Implementation difficulties and disadvantages

While there is substantial evidence that high commitment management practices have many benefits to the efficiency and well-being of the workplace as seen above, there are some disadvantages and difficulties found in the system.

Much of the research presenting strong evidence of success with high commitment management practices may actually be due to confounding variables. An example of this can be seen in research by Burton and O’Reilly  who suggested that the benefits seen from high commitment practices may not be due to the practices themselves, but may result from on overarching system architecture or organizational logic. Another possibility they suggested was that good managers themselves pick this form of managing practice  and therefore good managers may be a confounding variable. Thus it is possible that the relative success of these practices is in fact a result of reasons other than the practices themselves.

In the process of becoming a workplace with high commitment management practices, the transition  can be difficult and in order to gain the full benefits of such practices full implementation is required. All companies must go through a transitioning stage from their previous form of management to high commitment management practices, however not all of the changes can be made at once. This transition can often be difficult for managers to find the right balance between enough and too much worker influence  and change the management philosophy along with the practices. Full implementation of high commitment management practices is required in order to receive the full benefits of the system, and therefore during the transition period firms may not experience positive changes right away, which may provide disincentives for continuing the transition. This may explain why very few firms in the US have comprehensive commitment practices.

High-commitment management practices are currently considered a universal approach  seen to be effective in all firms, however the best form of management for a firm with a price-sensitive, high-volume commodity market will differ from a firm with a high-quality, low-volume market.
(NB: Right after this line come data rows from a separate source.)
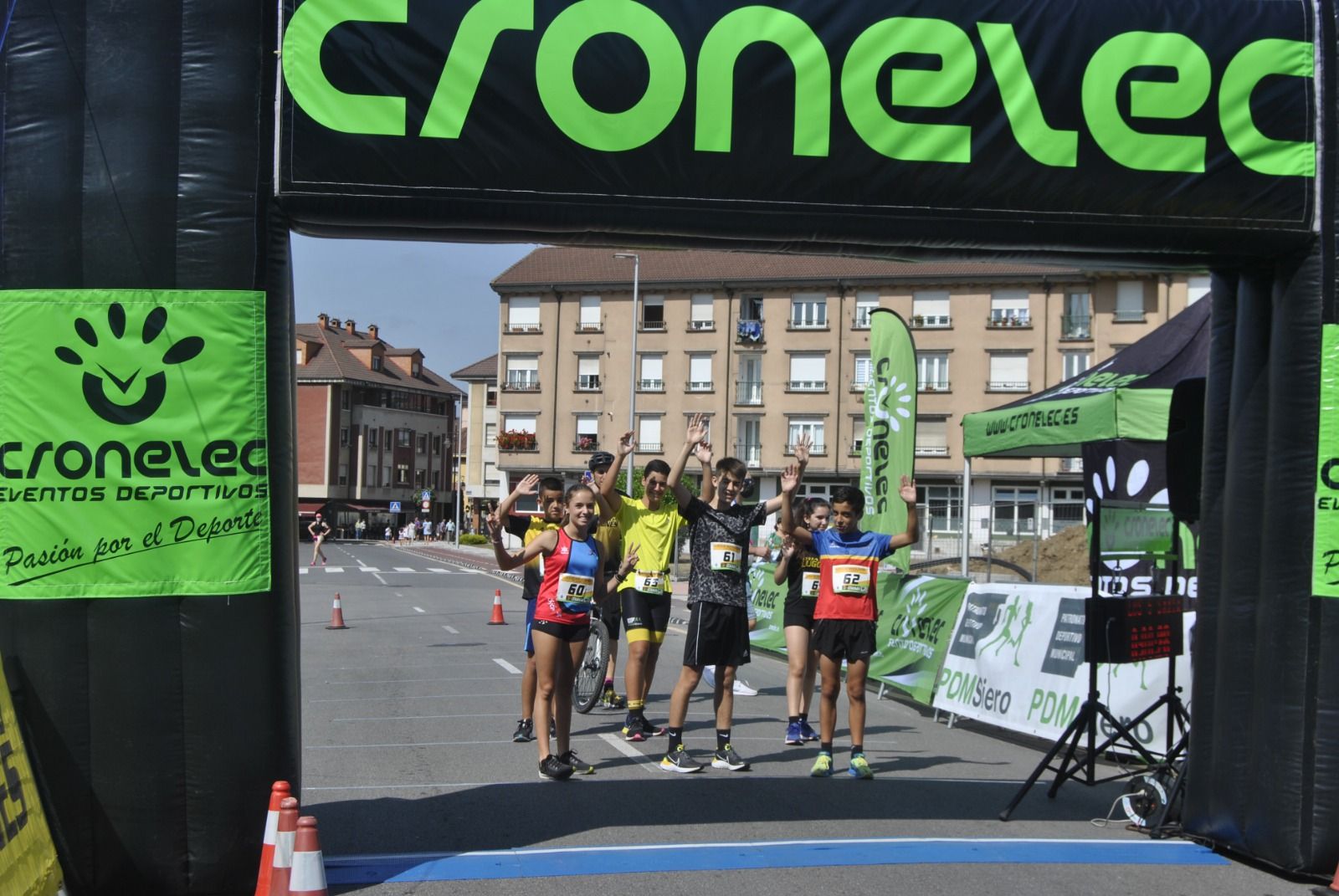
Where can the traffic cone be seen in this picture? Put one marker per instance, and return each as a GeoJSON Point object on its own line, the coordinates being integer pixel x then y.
{"type": "Point", "coordinates": [308, 864]}
{"type": "Point", "coordinates": [278, 793]}
{"type": "Point", "coordinates": [338, 614]}
{"type": "Point", "coordinates": [497, 608]}
{"type": "Point", "coordinates": [281, 873]}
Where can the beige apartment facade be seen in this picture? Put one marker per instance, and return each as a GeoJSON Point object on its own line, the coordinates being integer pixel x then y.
{"type": "Point", "coordinates": [772, 347]}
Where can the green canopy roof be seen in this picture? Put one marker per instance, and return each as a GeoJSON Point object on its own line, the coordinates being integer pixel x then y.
{"type": "Point", "coordinates": [1124, 398]}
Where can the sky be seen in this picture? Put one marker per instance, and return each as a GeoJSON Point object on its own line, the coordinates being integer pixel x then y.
{"type": "Point", "coordinates": [433, 296]}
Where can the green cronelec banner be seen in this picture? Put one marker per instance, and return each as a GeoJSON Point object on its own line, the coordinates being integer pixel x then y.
{"type": "Point", "coordinates": [1325, 572]}
{"type": "Point", "coordinates": [133, 443]}
{"type": "Point", "coordinates": [890, 450]}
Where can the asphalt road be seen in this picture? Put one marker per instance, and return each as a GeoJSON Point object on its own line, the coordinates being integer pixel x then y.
{"type": "Point", "coordinates": [410, 769]}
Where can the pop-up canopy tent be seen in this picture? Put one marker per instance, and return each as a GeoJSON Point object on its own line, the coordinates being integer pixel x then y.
{"type": "Point", "coordinates": [1126, 397]}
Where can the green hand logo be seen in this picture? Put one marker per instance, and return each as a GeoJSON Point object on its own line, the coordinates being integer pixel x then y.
{"type": "Point", "coordinates": [122, 363]}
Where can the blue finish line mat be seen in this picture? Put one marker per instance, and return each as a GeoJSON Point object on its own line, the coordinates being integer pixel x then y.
{"type": "Point", "coordinates": [780, 853]}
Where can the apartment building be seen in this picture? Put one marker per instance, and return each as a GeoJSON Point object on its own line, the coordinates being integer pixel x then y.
{"type": "Point", "coordinates": [776, 346]}
{"type": "Point", "coordinates": [374, 429]}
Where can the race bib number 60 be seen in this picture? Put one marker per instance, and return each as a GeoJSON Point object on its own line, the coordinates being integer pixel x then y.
{"type": "Point", "coordinates": [850, 580]}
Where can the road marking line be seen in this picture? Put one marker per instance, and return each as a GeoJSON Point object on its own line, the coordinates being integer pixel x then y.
{"type": "Point", "coordinates": [628, 750]}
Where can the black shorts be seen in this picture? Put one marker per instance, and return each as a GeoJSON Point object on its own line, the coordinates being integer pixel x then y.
{"type": "Point", "coordinates": [844, 639]}
{"type": "Point", "coordinates": [800, 611]}
{"type": "Point", "coordinates": [718, 635]}
{"type": "Point", "coordinates": [646, 615]}
{"type": "Point", "coordinates": [562, 631]}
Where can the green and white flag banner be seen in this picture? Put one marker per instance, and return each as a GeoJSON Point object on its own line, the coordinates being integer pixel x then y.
{"type": "Point", "coordinates": [890, 449]}
{"type": "Point", "coordinates": [1325, 572]}
{"type": "Point", "coordinates": [133, 443]}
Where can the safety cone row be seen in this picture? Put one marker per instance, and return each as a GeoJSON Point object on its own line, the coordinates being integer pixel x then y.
{"type": "Point", "coordinates": [338, 614]}
{"type": "Point", "coordinates": [497, 608]}
{"type": "Point", "coordinates": [278, 793]}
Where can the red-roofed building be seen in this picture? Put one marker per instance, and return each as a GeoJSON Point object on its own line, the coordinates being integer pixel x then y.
{"type": "Point", "coordinates": [374, 426]}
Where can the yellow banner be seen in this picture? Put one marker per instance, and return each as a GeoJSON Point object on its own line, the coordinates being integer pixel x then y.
{"type": "Point", "coordinates": [28, 863]}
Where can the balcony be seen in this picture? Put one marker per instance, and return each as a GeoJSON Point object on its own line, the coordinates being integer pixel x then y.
{"type": "Point", "coordinates": [750, 453]}
{"type": "Point", "coordinates": [749, 332]}
{"type": "Point", "coordinates": [1077, 327]}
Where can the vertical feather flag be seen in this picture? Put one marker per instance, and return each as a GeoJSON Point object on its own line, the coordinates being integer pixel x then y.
{"type": "Point", "coordinates": [890, 450]}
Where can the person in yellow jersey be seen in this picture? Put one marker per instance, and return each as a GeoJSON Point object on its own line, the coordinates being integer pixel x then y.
{"type": "Point", "coordinates": [528, 528]}
{"type": "Point", "coordinates": [653, 523]}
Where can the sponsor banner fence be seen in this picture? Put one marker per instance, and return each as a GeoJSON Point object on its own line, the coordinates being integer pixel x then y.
{"type": "Point", "coordinates": [28, 864]}
{"type": "Point", "coordinates": [133, 454]}
{"type": "Point", "coordinates": [1017, 662]}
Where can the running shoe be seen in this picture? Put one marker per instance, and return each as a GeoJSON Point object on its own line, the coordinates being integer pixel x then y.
{"type": "Point", "coordinates": [727, 758]}
{"type": "Point", "coordinates": [680, 761]}
{"type": "Point", "coordinates": [579, 766]}
{"type": "Point", "coordinates": [555, 769]}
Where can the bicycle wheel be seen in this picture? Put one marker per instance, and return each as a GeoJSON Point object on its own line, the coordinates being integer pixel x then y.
{"type": "Point", "coordinates": [589, 678]}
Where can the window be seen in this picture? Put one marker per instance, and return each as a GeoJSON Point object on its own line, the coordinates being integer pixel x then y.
{"type": "Point", "coordinates": [865, 305]}
{"type": "Point", "coordinates": [1008, 372]}
{"type": "Point", "coordinates": [1075, 363]}
{"type": "Point", "coordinates": [589, 320]}
{"type": "Point", "coordinates": [588, 433]}
{"type": "Point", "coordinates": [943, 506]}
{"type": "Point", "coordinates": [809, 311]}
{"type": "Point", "coordinates": [1008, 309]}
{"type": "Point", "coordinates": [860, 378]}
{"type": "Point", "coordinates": [931, 437]}
{"type": "Point", "coordinates": [930, 309]}
{"type": "Point", "coordinates": [932, 371]}
{"type": "Point", "coordinates": [813, 428]}
{"type": "Point", "coordinates": [653, 312]}
{"type": "Point", "coordinates": [588, 372]}
{"type": "Point", "coordinates": [1014, 512]}
{"type": "Point", "coordinates": [700, 372]}
{"type": "Point", "coordinates": [1196, 288]}
{"type": "Point", "coordinates": [522, 315]}
{"type": "Point", "coordinates": [703, 312]}
{"type": "Point", "coordinates": [1129, 300]}
{"type": "Point", "coordinates": [1077, 322]}
{"type": "Point", "coordinates": [653, 374]}
{"type": "Point", "coordinates": [808, 374]}
{"type": "Point", "coordinates": [649, 434]}
{"type": "Point", "coordinates": [522, 374]}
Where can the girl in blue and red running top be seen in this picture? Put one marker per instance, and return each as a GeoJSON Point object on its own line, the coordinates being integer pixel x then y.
{"type": "Point", "coordinates": [573, 579]}
{"type": "Point", "coordinates": [844, 617]}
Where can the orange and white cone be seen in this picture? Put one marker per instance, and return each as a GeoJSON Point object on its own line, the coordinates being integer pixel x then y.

This has been seen within the private and public sectors, where only some high-commitment management practices in the private sector have the same benefits in the public sector and the entire program cannot be transported. Managers may also face difficulty when implementing high commitment management practices as they face a tension between a consistent approach using the same practices throughout the entire workforce or adjusting their practices based on specific needs of different groups. As workforces become more diverse, this tension may become more pronounced.
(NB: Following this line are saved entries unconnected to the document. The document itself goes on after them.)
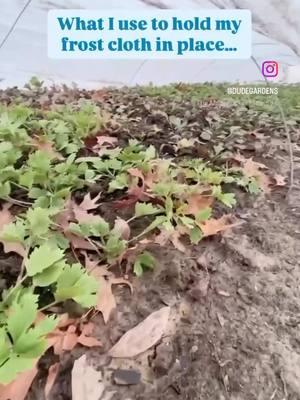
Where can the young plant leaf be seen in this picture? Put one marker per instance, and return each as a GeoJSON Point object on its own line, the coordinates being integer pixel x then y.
{"type": "Point", "coordinates": [42, 258]}
{"type": "Point", "coordinates": [74, 283]}
{"type": "Point", "coordinates": [142, 209]}
{"type": "Point", "coordinates": [143, 261]}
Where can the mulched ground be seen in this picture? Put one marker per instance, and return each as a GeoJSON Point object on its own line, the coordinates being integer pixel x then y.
{"type": "Point", "coordinates": [235, 297]}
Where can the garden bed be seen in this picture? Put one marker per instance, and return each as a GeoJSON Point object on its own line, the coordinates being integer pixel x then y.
{"type": "Point", "coordinates": [207, 228]}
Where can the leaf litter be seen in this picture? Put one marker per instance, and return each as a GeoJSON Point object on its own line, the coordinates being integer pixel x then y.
{"type": "Point", "coordinates": [141, 186]}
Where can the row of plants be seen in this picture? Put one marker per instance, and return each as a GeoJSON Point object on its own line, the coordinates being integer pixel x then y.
{"type": "Point", "coordinates": [44, 161]}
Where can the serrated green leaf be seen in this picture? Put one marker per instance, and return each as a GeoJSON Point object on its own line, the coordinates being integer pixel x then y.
{"type": "Point", "coordinates": [228, 199]}
{"type": "Point", "coordinates": [187, 221]}
{"type": "Point", "coordinates": [14, 366]}
{"type": "Point", "coordinates": [39, 221]}
{"type": "Point", "coordinates": [74, 283]}
{"type": "Point", "coordinates": [27, 179]}
{"type": "Point", "coordinates": [5, 189]}
{"type": "Point", "coordinates": [22, 314]}
{"type": "Point", "coordinates": [114, 246]}
{"type": "Point", "coordinates": [196, 235]}
{"type": "Point", "coordinates": [32, 343]}
{"type": "Point", "coordinates": [14, 232]}
{"type": "Point", "coordinates": [42, 258]}
{"type": "Point", "coordinates": [4, 346]}
{"type": "Point", "coordinates": [120, 182]}
{"type": "Point", "coordinates": [142, 209]}
{"type": "Point", "coordinates": [36, 193]}
{"type": "Point", "coordinates": [253, 187]}
{"type": "Point", "coordinates": [159, 220]}
{"type": "Point", "coordinates": [143, 260]}
{"type": "Point", "coordinates": [49, 275]}
{"type": "Point", "coordinates": [204, 214]}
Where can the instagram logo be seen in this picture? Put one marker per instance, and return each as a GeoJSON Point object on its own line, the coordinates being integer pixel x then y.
{"type": "Point", "coordinates": [270, 69]}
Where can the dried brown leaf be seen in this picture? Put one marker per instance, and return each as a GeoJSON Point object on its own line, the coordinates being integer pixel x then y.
{"type": "Point", "coordinates": [6, 218]}
{"type": "Point", "coordinates": [214, 226]}
{"type": "Point", "coordinates": [66, 339]}
{"type": "Point", "coordinates": [51, 377]}
{"type": "Point", "coordinates": [122, 228]}
{"type": "Point", "coordinates": [88, 203]}
{"type": "Point", "coordinates": [143, 336]}
{"type": "Point", "coordinates": [43, 144]}
{"type": "Point", "coordinates": [252, 169]}
{"type": "Point", "coordinates": [197, 202]}
{"type": "Point", "coordinates": [279, 180]}
{"type": "Point", "coordinates": [18, 389]}
{"type": "Point", "coordinates": [106, 301]}
{"type": "Point", "coordinates": [86, 381]}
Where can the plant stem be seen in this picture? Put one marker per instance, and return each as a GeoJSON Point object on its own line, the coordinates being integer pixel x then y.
{"type": "Point", "coordinates": [54, 303]}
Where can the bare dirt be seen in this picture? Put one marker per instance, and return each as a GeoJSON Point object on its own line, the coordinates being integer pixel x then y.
{"type": "Point", "coordinates": [235, 299]}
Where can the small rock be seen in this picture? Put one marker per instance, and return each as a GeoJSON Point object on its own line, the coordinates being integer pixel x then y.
{"type": "Point", "coordinates": [126, 377]}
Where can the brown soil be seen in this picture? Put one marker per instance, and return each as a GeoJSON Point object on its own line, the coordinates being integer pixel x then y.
{"type": "Point", "coordinates": [235, 298]}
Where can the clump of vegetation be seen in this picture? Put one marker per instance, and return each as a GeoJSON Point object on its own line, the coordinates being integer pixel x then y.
{"type": "Point", "coordinates": [44, 162]}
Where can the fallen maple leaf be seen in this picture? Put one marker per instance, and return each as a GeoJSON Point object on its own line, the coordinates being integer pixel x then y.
{"type": "Point", "coordinates": [6, 218]}
{"type": "Point", "coordinates": [78, 242]}
{"type": "Point", "coordinates": [122, 228]}
{"type": "Point", "coordinates": [86, 381]}
{"type": "Point", "coordinates": [174, 237]}
{"type": "Point", "coordinates": [252, 169]}
{"type": "Point", "coordinates": [106, 301]}
{"type": "Point", "coordinates": [88, 203]}
{"type": "Point", "coordinates": [279, 180]}
{"type": "Point", "coordinates": [51, 377]}
{"type": "Point", "coordinates": [214, 226]}
{"type": "Point", "coordinates": [43, 144]}
{"type": "Point", "coordinates": [18, 389]}
{"type": "Point", "coordinates": [197, 202]}
{"type": "Point", "coordinates": [111, 141]}
{"type": "Point", "coordinates": [143, 336]}
{"type": "Point", "coordinates": [67, 339]}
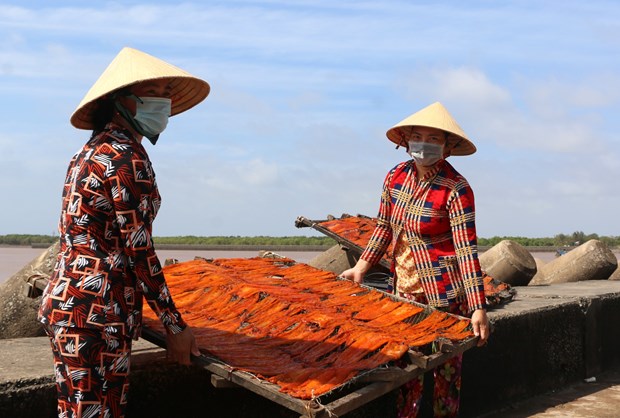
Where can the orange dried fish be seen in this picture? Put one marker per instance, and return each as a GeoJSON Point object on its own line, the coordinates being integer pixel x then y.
{"type": "Point", "coordinates": [295, 325]}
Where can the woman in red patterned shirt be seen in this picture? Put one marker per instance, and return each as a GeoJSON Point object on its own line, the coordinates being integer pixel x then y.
{"type": "Point", "coordinates": [92, 306]}
{"type": "Point", "coordinates": [427, 213]}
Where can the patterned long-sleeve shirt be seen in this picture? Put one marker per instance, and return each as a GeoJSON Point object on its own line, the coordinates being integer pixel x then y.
{"type": "Point", "coordinates": [437, 215]}
{"type": "Point", "coordinates": [106, 262]}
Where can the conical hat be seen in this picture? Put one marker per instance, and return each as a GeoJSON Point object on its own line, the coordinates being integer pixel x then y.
{"type": "Point", "coordinates": [433, 116]}
{"type": "Point", "coordinates": [131, 66]}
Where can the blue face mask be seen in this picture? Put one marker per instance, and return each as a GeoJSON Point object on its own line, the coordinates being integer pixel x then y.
{"type": "Point", "coordinates": [152, 115]}
{"type": "Point", "coordinates": [151, 118]}
{"type": "Point", "coordinates": [425, 153]}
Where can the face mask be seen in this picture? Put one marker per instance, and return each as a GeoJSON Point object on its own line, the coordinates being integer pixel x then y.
{"type": "Point", "coordinates": [152, 115]}
{"type": "Point", "coordinates": [425, 153]}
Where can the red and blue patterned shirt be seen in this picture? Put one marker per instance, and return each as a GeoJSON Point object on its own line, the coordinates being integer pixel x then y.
{"type": "Point", "coordinates": [437, 216]}
{"type": "Point", "coordinates": [107, 263]}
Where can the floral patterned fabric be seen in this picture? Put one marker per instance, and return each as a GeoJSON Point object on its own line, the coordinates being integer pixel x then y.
{"type": "Point", "coordinates": [447, 379]}
{"type": "Point", "coordinates": [107, 263]}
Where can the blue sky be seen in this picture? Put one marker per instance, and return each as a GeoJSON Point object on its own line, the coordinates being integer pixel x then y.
{"type": "Point", "coordinates": [302, 93]}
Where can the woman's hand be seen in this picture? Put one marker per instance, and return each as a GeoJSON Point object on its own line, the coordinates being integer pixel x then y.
{"type": "Point", "coordinates": [179, 346]}
{"type": "Point", "coordinates": [480, 324]}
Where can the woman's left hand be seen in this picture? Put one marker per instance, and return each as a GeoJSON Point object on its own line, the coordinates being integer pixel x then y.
{"type": "Point", "coordinates": [480, 324]}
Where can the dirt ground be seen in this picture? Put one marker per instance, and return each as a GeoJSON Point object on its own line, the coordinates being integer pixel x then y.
{"type": "Point", "coordinates": [587, 399]}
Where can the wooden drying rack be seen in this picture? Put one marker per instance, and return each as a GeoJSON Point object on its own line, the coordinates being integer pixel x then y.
{"type": "Point", "coordinates": [345, 398]}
While it has been proven that workers feel positively towards high commitment management practices, it is also admitted that these practices portray workers as a resource or commodity that will be exploited by the organization. Therefore, even though positive effects have been shown, these practices are also seen as another management initiative to try to gain greater control and efficiency from employees. Therefore, these practices are still exploiting the worker. Workers do express excessive pressure  and high insecurity  when high commitment management practices are implemented. However, even though companies may have high commitment practices, which in itself mean companies will have little employee flexibility, if the nature of the company is such that they embrace change, then it is possible for these to coexist.

Therefore, while there are many benefits proven to exist as a result of high commitment management practices, there are also disadvantages and difficulties incurred by management.